Cyberprzestępcy wykorzystują ten fakt. Łączą oni oszustwa cyfrowe z tradycyjnymi kanałami informacyjnymi, takimi jak listy pocztowe. Rozpowszechniają też fałszywe zawiadomienia o mandatach za parkowanie, które ma się opłacić za pomocą kodu QR. Prawdziwe kody QR na parkingach lub stacjach ładowania oszuści również czasami zakrywają fałszywymi kodami QR, które prowadzą do fałszywych stron internetowych.
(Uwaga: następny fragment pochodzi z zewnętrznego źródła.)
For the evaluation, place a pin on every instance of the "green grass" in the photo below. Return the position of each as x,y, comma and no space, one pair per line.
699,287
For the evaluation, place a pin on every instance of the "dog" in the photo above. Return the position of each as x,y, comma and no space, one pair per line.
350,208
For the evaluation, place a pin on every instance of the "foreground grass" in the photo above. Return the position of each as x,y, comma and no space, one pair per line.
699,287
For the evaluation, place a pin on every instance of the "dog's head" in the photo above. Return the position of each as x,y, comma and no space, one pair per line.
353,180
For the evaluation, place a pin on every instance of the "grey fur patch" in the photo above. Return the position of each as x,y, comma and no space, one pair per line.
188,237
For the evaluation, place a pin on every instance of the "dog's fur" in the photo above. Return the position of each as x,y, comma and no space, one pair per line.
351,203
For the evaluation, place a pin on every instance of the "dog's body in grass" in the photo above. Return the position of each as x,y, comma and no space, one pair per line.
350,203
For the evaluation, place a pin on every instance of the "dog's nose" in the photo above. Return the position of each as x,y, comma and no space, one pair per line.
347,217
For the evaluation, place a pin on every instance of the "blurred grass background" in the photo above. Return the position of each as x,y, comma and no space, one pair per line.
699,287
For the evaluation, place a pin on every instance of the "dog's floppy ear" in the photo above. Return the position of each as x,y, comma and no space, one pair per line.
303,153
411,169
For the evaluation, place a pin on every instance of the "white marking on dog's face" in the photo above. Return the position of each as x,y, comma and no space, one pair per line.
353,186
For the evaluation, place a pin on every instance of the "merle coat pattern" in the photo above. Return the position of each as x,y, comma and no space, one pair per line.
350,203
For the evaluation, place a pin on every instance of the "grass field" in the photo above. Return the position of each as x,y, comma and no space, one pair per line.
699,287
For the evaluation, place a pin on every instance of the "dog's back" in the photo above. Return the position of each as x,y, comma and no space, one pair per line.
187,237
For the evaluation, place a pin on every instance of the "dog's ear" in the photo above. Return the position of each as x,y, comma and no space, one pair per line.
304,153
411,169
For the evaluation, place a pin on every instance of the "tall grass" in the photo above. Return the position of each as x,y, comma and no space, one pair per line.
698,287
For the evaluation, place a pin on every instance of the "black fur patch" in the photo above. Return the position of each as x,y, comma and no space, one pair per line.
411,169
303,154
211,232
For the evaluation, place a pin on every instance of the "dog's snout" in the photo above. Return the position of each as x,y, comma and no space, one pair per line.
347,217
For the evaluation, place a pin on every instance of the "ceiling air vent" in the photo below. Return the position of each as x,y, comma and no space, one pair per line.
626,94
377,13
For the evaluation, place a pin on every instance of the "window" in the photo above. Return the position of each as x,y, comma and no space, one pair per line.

W niektórych przypadkach umieszczają nawet fałszywe plakaty reklamowe z informacją, że można coś wygrać, jeśli weźmie się udział w konkursie za pomocą kodu QR.
Karin Thalmann ma już doświadczenie w tym zakresie: miesiąc temu otrzymała podobny list, rzekomo od Meteo Schweiz, z prośbą o zainstalowanie aplikacji ostrzegającej o trudnych warunkach pogodowych. „Nie dałam się na to nabrać, ale prawie dałam się nabrać na nową próbę z pocztą!” podsumowuje.
Jak nie paść ofiarą cyberoszustwa?
Swiss Post jest świadoma wielu prób popełnienia oszustwa w jej imieniu. Na specjalnej stronie internetowej wyjaśnia, jak rozpoznać próby oszustwa i co należy zrobić w przypadku ich rozpoznania.
Coraz więcej firm jest wykorzystywanych jako domniemani nadawcy do prób oszustw. Oto najważniejsze wskazówki dotyczące ochrony przed quishingiem:
- Skanowanie kodu QR tylko wtedy, gdy ma się absolutną pewność, że jest on legalny. Kod informacyjny powinien wyświetlać się jako pierwszy, tj. link nie powinien bezpośrednio otwierać strony internetowej.
- Dokładna analiza adresu linku: zwrócenie uwagi na to, czy są błędy ortograficzne, dziwne znaki interpunkcyjne lub inne nieprawidłowości.
- Po otrzymaniu podejrzanego listu, należy zadzwonić do rzekomego nadawcy, aby sprawdzić, czy rzeczywiście go wysłał. Lepiej sprawdzić numer telefonu samodzielnie, zamiast brać go z listu.
- Nigdy nie należy skanować kodu QR bez zastanowienia! Pilne prośby zawarte w liście powinny wzbudzić podejrzenia.
- Jeśli kod QR jest naklejony w miejscu publicznym, nie należy go skanować, tylko zgłosić sprawę operatorowi.
- Jeśli padło się ofiarą oszustwa, natychmiast należy się skontaktować z policją.